Will removing non-dominant fish reduce freshwater angelfish aggression?

No. You are better off isolating the fish that has achieved dominance but still persists in violent bullying of the other fish.

Before you isolate the fish, make sure it isn’t related to mate selection as opposed to being driven neurotic because of an undersized tank.

If I have a mated pair of angelfish, will they produce viable offspring?

It depends on environmental factors.

Both parents will take care of the eggs and the fry.

Even though there is no such thing as an “angelfish bite humans” scenario, these creatures still won’t be happy if you disrupt their nest.

If the setting is stressful they will consume the eggs.

It is best to watch from a distance and not let the fish know you are watching their activites.

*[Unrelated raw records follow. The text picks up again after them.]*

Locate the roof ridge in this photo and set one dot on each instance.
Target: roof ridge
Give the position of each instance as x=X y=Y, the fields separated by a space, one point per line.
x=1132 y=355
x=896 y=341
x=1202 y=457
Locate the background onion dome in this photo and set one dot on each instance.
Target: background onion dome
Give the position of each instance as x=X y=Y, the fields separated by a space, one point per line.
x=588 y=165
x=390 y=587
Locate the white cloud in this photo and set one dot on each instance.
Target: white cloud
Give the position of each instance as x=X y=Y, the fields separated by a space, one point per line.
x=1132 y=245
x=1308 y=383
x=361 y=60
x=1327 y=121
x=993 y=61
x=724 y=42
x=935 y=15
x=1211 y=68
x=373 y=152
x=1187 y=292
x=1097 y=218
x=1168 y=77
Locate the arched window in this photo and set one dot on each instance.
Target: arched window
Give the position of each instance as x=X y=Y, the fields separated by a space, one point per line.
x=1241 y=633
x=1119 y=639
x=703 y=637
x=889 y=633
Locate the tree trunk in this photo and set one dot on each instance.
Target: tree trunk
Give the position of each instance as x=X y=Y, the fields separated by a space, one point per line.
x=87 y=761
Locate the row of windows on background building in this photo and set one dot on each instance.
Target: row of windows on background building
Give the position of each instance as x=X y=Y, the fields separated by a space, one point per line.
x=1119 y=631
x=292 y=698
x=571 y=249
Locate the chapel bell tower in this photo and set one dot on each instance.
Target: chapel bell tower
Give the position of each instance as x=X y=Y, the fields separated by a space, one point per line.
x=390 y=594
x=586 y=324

Are Angelfish more aggressive among themselves or towards other fish species?

This all depends on the other species. If the other species doesn’t pose a threat, then angelfish will leave them alone.

You are more likely to see aggression among their own group, especially if something disrupts the order of dominance.


Angelfish aggression is fairly common. Resolving it depends on why the aggression is occurring.

If the angelfish are bored or stressed, the best answer may involve adding more toys or changing how you maintain the tank.

There are still times when isolating one or more fish is the only way to solve angelfish aggression.

This includes having a breeding pair in the tank, or one of the fish has become psychologically disturbed.